Las fiestas
marcan hitos en nuestra vida, dividen el año en etapas y celebraciones que
coinciden con los cambios de estaciones y nos preparan siempre para un nuevo
tiempo. Los solsticios y los equinoncios cuentan con sus correspondientes
festividades en el mundo celta, todas ellas acaparadas en la actualidad por
fiestas cristianas, e incluso Persia llegó hasta nuestras fronteras con su dios
Mitra convertido en dios cristiano.
El final del
año, los celtas y los pueblos del norte de Europa lo ubicaban a finales de
octubre, coincidiendo con la celebración de Samain, el final de las cosechas y
el momento en el que los rebaños regresaban a sus establos. Mesopotamia ante la
sordidez de los campos vacíos imaginaba que la vida se moría y que sólo
renacería con la intervención de su dios Marduk que tras vencer a las fuerzas
de la oscuridad durante el mes de diciembre lograba que la vida se renovara
cada año.

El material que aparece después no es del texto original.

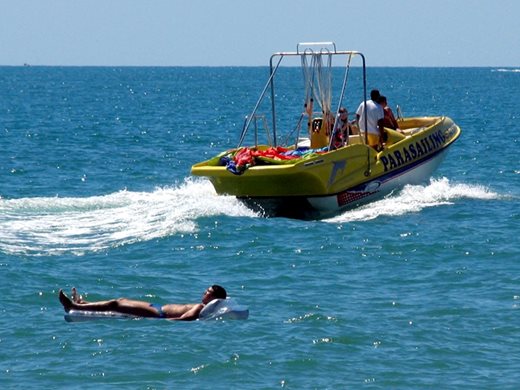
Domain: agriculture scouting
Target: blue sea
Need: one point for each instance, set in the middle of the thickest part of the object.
(418, 290)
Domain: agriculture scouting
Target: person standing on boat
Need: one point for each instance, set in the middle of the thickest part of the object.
(389, 119)
(343, 129)
(374, 120)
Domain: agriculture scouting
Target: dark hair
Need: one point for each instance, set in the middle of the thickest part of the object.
(219, 292)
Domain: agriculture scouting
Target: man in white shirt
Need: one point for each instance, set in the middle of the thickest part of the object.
(374, 119)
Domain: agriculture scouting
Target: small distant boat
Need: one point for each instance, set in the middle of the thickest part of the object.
(305, 174)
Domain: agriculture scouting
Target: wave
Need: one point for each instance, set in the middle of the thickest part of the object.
(509, 70)
(414, 198)
(54, 226)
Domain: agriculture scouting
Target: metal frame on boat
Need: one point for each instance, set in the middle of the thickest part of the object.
(309, 176)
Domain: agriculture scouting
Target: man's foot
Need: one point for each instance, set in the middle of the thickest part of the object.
(76, 298)
(65, 301)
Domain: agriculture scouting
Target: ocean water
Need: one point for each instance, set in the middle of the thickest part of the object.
(418, 290)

Los romanos le otorgaron ese honor a Saturno y así fue como nacieron
las Saturnalias, fiestas que comenzaban el 17 y concluían el 31 de diciembre,
fiestas cargadas de festines, regalos y disfraces en las que las normas y la
moral podían saltarse a la vista de todos. Así nuestra Noche Vieja, es auténticamente
vieja. Se remonta a aquellos días en los que los romanos aprovechaban para
mofarse de las reglas e incluso las tornaban haciendo a los esclavos pasar por
amos como los antiguos mesopotamios que escogían a un convicto y lo convertían en
rey, lo agasajaban para ejecutarlo al día siguiente.
El 31 de
diciembre es el final de un periodo, la muerte de la vida que renacerá con más
fuerza el 1 de enero para dar paso a una nueva etapa, a la espera de la
repetición de los hitos que marcarán cada nueva festividad en cada estación,
rememorando tradiciones que se remontan al comienzo de los tiempos.